Guy Musart (un ancien du Bedford) et Stéphane Moesle (qui vient du bar Le Forum), les barmen, se chargent du service. Pour eux, le nouveau challenge consiste à servir le vin le mieux adapté au type de sandwich ou aux tapas. «Je conseille très souvent des xérès en accompagnement des tapas», explique Guy Musart. «L'autre intérêt, c'est de retrouver cette clientèle en fin de journée pour un cocktail ou un whisky», ajoute-t-il en montrant sa collection de malts visible derrière le bar.

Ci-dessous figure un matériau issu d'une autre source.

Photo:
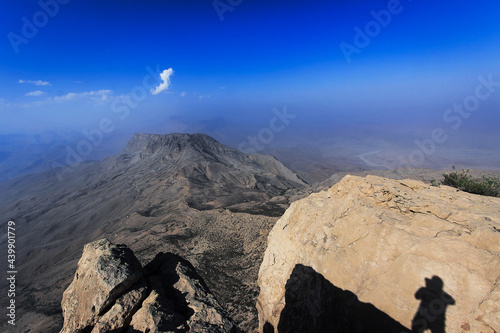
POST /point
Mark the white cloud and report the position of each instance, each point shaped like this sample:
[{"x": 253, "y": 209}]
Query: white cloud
[
  {"x": 99, "y": 95},
  {"x": 165, "y": 76},
  {"x": 37, "y": 82},
  {"x": 35, "y": 93}
]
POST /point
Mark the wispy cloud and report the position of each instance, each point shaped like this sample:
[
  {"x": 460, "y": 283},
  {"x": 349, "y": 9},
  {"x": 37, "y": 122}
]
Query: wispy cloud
[
  {"x": 99, "y": 95},
  {"x": 165, "y": 77},
  {"x": 35, "y": 93},
  {"x": 37, "y": 82}
]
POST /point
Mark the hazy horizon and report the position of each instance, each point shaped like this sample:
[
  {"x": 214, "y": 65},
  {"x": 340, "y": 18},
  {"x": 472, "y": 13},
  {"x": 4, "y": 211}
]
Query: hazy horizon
[{"x": 399, "y": 82}]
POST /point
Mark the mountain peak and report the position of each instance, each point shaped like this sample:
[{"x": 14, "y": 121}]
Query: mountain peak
[{"x": 151, "y": 143}]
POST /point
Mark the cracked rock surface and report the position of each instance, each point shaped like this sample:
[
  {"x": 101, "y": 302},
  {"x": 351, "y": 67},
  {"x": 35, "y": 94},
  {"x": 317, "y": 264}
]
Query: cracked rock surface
[{"x": 380, "y": 239}]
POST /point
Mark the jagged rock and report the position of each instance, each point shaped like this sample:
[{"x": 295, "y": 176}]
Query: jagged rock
[
  {"x": 179, "y": 301},
  {"x": 104, "y": 273},
  {"x": 112, "y": 293},
  {"x": 377, "y": 242}
]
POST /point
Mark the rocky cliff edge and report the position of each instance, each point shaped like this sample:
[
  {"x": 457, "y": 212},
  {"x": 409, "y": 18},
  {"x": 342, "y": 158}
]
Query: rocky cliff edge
[{"x": 378, "y": 255}]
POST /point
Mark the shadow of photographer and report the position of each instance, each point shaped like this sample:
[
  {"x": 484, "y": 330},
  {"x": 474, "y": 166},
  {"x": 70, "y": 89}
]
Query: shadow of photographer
[{"x": 431, "y": 313}]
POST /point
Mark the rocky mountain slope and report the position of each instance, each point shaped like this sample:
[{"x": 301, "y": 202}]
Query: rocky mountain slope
[
  {"x": 180, "y": 193},
  {"x": 111, "y": 292},
  {"x": 378, "y": 255}
]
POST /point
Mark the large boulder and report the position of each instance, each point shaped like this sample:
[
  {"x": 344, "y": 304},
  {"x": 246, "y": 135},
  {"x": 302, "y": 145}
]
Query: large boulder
[
  {"x": 111, "y": 292},
  {"x": 378, "y": 255}
]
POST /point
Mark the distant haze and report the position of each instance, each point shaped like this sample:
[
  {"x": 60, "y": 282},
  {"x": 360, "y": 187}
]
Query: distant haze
[{"x": 365, "y": 84}]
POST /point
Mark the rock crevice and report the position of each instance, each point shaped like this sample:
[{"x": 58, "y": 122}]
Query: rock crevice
[
  {"x": 399, "y": 249},
  {"x": 112, "y": 292}
]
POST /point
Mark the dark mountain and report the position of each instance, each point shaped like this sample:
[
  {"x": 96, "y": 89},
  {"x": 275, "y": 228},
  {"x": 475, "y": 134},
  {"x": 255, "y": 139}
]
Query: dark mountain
[{"x": 180, "y": 193}]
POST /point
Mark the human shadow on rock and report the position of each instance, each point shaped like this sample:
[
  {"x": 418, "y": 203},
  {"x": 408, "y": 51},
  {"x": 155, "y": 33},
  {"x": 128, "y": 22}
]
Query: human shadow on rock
[
  {"x": 314, "y": 304},
  {"x": 431, "y": 314}
]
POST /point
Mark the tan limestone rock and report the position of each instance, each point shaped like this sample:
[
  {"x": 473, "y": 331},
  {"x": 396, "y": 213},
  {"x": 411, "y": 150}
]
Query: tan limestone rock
[{"x": 392, "y": 244}]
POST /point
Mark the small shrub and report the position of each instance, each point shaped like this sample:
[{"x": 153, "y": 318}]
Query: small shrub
[{"x": 489, "y": 186}]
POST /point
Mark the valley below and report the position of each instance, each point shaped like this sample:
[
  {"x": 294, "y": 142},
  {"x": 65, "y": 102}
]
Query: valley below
[{"x": 186, "y": 194}]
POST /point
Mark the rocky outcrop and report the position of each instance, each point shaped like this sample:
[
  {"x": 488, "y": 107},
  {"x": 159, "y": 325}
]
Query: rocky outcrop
[
  {"x": 111, "y": 292},
  {"x": 378, "y": 255}
]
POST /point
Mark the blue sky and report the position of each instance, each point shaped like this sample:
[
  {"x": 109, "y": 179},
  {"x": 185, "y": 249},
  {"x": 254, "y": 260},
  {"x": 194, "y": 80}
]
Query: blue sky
[{"x": 261, "y": 55}]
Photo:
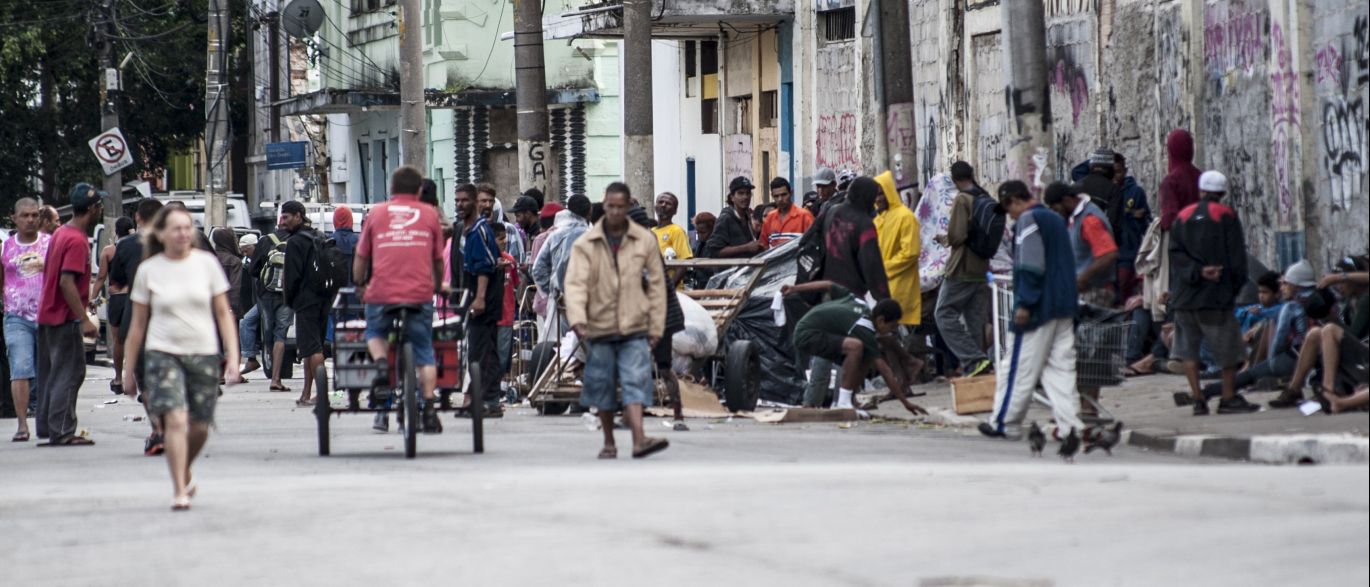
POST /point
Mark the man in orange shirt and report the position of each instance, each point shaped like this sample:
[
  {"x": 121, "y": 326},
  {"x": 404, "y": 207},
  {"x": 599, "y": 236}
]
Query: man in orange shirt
[{"x": 788, "y": 221}]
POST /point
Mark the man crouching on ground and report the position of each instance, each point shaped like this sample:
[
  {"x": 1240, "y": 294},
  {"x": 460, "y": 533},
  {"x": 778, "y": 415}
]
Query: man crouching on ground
[{"x": 615, "y": 299}]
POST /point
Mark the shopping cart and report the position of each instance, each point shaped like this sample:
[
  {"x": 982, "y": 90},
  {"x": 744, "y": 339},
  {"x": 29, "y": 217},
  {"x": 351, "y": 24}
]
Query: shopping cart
[{"x": 1100, "y": 343}]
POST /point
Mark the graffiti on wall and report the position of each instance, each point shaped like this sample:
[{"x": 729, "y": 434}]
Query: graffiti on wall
[
  {"x": 899, "y": 137},
  {"x": 1284, "y": 118},
  {"x": 837, "y": 141},
  {"x": 989, "y": 109},
  {"x": 1347, "y": 73},
  {"x": 1172, "y": 66},
  {"x": 1235, "y": 39},
  {"x": 737, "y": 157},
  {"x": 1070, "y": 80}
]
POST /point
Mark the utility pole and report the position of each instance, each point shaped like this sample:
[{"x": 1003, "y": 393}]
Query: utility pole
[
  {"x": 1029, "y": 110},
  {"x": 637, "y": 99},
  {"x": 217, "y": 117},
  {"x": 413, "y": 106},
  {"x": 530, "y": 92},
  {"x": 898, "y": 91},
  {"x": 110, "y": 84}
]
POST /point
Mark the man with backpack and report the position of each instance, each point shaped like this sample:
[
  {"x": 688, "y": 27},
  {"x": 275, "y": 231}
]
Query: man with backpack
[
  {"x": 314, "y": 270},
  {"x": 276, "y": 316},
  {"x": 974, "y": 232}
]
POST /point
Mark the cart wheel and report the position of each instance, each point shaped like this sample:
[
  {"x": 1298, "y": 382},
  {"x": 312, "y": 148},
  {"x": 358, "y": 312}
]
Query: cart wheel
[
  {"x": 411, "y": 403},
  {"x": 322, "y": 409},
  {"x": 477, "y": 410},
  {"x": 743, "y": 376}
]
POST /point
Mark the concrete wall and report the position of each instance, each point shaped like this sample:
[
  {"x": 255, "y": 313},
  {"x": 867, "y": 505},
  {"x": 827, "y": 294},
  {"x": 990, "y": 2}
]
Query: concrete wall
[{"x": 1273, "y": 89}]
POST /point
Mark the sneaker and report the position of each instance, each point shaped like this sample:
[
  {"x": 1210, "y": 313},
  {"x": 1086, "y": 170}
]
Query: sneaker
[
  {"x": 1200, "y": 408},
  {"x": 1237, "y": 405},
  {"x": 430, "y": 423},
  {"x": 989, "y": 431},
  {"x": 152, "y": 446},
  {"x": 978, "y": 368}
]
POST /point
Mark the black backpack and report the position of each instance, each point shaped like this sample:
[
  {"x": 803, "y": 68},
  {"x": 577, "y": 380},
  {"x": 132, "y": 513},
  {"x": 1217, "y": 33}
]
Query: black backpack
[
  {"x": 987, "y": 226},
  {"x": 329, "y": 269}
]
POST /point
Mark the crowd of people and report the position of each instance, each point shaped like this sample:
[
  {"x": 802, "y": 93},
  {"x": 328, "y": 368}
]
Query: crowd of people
[{"x": 1196, "y": 303}]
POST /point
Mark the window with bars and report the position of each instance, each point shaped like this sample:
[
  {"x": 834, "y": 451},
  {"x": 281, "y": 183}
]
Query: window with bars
[
  {"x": 708, "y": 115},
  {"x": 837, "y": 25},
  {"x": 770, "y": 109}
]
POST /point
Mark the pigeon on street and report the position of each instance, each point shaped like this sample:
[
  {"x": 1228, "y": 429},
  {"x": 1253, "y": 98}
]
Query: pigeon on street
[
  {"x": 1036, "y": 439},
  {"x": 1069, "y": 447},
  {"x": 1106, "y": 439}
]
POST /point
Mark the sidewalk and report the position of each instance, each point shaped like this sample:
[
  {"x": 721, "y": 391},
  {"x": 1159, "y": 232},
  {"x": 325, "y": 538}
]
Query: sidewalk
[{"x": 1154, "y": 423}]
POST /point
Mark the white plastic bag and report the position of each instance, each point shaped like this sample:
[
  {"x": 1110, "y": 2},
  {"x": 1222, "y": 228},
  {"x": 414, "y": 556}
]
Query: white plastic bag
[{"x": 699, "y": 339}]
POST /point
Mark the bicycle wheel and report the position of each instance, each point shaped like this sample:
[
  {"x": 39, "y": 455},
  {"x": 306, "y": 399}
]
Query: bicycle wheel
[
  {"x": 321, "y": 408},
  {"x": 411, "y": 402}
]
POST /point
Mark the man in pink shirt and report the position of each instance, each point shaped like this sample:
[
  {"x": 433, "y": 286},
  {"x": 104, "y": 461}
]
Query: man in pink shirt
[{"x": 399, "y": 261}]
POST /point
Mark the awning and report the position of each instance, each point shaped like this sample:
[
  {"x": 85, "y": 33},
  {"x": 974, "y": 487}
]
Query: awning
[
  {"x": 354, "y": 100},
  {"x": 670, "y": 19}
]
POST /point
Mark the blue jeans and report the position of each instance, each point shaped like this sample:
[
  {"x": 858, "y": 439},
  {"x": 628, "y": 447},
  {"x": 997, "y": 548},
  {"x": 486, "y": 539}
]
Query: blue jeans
[
  {"x": 248, "y": 331},
  {"x": 21, "y": 340},
  {"x": 630, "y": 361},
  {"x": 504, "y": 340},
  {"x": 418, "y": 329}
]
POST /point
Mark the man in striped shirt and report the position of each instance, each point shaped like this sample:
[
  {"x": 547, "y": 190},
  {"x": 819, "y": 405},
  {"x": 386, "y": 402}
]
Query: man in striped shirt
[{"x": 788, "y": 221}]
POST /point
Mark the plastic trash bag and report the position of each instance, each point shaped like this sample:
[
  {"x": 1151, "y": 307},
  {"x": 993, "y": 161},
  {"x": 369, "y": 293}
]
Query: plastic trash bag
[{"x": 699, "y": 339}]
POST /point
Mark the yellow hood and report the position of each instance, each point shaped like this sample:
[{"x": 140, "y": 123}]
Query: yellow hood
[{"x": 887, "y": 184}]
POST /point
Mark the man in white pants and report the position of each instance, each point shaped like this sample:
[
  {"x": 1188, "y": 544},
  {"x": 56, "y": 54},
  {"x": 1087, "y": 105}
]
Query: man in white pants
[{"x": 1041, "y": 346}]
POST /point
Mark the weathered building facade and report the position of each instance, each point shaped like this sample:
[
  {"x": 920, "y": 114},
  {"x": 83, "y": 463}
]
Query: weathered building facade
[{"x": 1274, "y": 92}]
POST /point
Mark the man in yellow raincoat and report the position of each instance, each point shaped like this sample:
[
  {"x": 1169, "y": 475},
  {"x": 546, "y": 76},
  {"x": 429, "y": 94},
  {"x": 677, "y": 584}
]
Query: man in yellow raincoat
[{"x": 899, "y": 246}]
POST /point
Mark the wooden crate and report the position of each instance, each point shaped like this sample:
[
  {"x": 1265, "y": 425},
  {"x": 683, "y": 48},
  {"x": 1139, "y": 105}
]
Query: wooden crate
[{"x": 973, "y": 395}]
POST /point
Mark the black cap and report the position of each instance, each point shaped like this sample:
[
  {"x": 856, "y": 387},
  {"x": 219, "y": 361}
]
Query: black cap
[
  {"x": 639, "y": 214},
  {"x": 292, "y": 207},
  {"x": 525, "y": 205}
]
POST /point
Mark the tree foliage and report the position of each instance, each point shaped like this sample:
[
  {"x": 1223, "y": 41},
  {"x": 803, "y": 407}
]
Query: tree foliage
[{"x": 44, "y": 135}]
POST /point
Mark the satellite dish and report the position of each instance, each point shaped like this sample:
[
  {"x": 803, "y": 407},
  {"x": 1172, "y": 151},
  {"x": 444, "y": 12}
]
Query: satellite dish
[{"x": 302, "y": 18}]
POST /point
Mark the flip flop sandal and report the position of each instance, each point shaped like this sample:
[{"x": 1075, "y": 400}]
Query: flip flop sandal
[
  {"x": 652, "y": 447},
  {"x": 71, "y": 440}
]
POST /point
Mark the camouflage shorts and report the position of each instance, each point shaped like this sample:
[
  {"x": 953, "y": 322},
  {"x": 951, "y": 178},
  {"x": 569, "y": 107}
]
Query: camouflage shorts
[{"x": 182, "y": 381}]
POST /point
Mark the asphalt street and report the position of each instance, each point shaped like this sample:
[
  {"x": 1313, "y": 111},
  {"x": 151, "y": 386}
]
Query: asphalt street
[{"x": 732, "y": 502}]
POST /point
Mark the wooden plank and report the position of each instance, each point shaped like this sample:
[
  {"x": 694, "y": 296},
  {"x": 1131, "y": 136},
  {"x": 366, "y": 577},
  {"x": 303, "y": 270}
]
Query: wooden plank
[
  {"x": 713, "y": 303},
  {"x": 698, "y": 294}
]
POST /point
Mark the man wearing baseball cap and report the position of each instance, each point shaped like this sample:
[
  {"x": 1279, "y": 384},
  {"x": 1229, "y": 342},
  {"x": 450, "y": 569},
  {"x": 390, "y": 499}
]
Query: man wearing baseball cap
[
  {"x": 733, "y": 235},
  {"x": 1207, "y": 270},
  {"x": 63, "y": 322},
  {"x": 825, "y": 183},
  {"x": 526, "y": 216}
]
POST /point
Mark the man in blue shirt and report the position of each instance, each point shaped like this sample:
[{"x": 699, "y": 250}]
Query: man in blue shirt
[{"x": 1041, "y": 347}]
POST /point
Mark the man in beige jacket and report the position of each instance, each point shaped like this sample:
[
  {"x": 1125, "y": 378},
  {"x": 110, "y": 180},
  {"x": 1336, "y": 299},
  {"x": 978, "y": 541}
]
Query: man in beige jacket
[{"x": 615, "y": 301}]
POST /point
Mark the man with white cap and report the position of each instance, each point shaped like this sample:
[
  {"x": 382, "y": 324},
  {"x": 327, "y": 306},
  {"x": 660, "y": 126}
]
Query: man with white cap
[{"x": 1207, "y": 270}]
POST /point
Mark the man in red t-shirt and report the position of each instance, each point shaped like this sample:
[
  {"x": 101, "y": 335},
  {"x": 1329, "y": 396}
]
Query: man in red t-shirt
[
  {"x": 788, "y": 221},
  {"x": 504, "y": 328},
  {"x": 399, "y": 261},
  {"x": 63, "y": 322}
]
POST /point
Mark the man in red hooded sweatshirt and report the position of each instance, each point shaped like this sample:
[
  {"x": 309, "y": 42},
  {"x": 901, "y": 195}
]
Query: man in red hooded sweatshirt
[{"x": 1178, "y": 191}]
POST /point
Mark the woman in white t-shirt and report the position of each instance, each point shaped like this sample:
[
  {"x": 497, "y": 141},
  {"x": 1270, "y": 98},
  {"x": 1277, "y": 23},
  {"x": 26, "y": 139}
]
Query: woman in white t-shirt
[{"x": 180, "y": 295}]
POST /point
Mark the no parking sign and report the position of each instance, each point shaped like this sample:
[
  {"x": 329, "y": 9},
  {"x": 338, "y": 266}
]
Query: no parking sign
[{"x": 113, "y": 151}]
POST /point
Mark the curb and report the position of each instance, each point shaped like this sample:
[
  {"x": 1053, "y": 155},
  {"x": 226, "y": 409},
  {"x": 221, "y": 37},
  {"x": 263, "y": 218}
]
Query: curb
[{"x": 1270, "y": 449}]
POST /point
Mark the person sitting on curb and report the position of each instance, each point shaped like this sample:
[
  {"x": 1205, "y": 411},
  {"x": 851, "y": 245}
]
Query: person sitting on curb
[{"x": 844, "y": 331}]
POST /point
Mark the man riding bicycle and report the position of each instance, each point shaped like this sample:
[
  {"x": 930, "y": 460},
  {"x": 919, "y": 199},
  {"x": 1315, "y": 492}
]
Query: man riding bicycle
[{"x": 399, "y": 262}]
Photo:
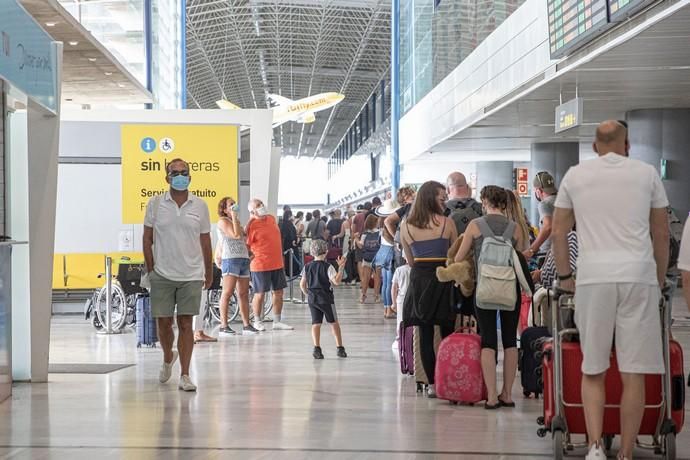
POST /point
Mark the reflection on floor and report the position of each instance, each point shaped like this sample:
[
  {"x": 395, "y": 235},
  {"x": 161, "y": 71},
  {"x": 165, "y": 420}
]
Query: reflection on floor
[{"x": 260, "y": 397}]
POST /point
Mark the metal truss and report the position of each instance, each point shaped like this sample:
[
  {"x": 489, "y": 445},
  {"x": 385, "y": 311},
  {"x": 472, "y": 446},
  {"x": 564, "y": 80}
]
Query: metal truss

Dans le prolongement du bar, le magnifique salon-bibliothèque de l'Astor.

Déco du bar

Moquette panthère et frises sculptées sur les murs. Long meuble-bar en citronnier blond. Fauteuils gondoles Charles X en acajou. Voûte du plafond parsemée d'étoiles dorées sur fond ambre. Sur les murs, panneaux peints XVIIIème, encastrés dans un papier rayé, repeint de filets. Gravures XVIIIème. Dans le prolongement du bar, un magnifique salon-bibliothèque ouvre ses portes.

 

L'hôtel Astor

C'est le cinquième hôtel parisien exploité par CGHS (pôle hôtelier du groupe Générale des Eaux). Ce quatre étoiles de 135 chambres et suites «invente un nouveau style d'hôtellerie de luxe destiné à une clientèle cultivée et civilisée», souligne la direction. On doit son ambiance très proustienne au décorateur Frédéric Méchiche, qui renoue ici avec «l'esprit décoratif de la fin des années 30». L'établissement a entièrement été rénové depuis son rachat en 1992.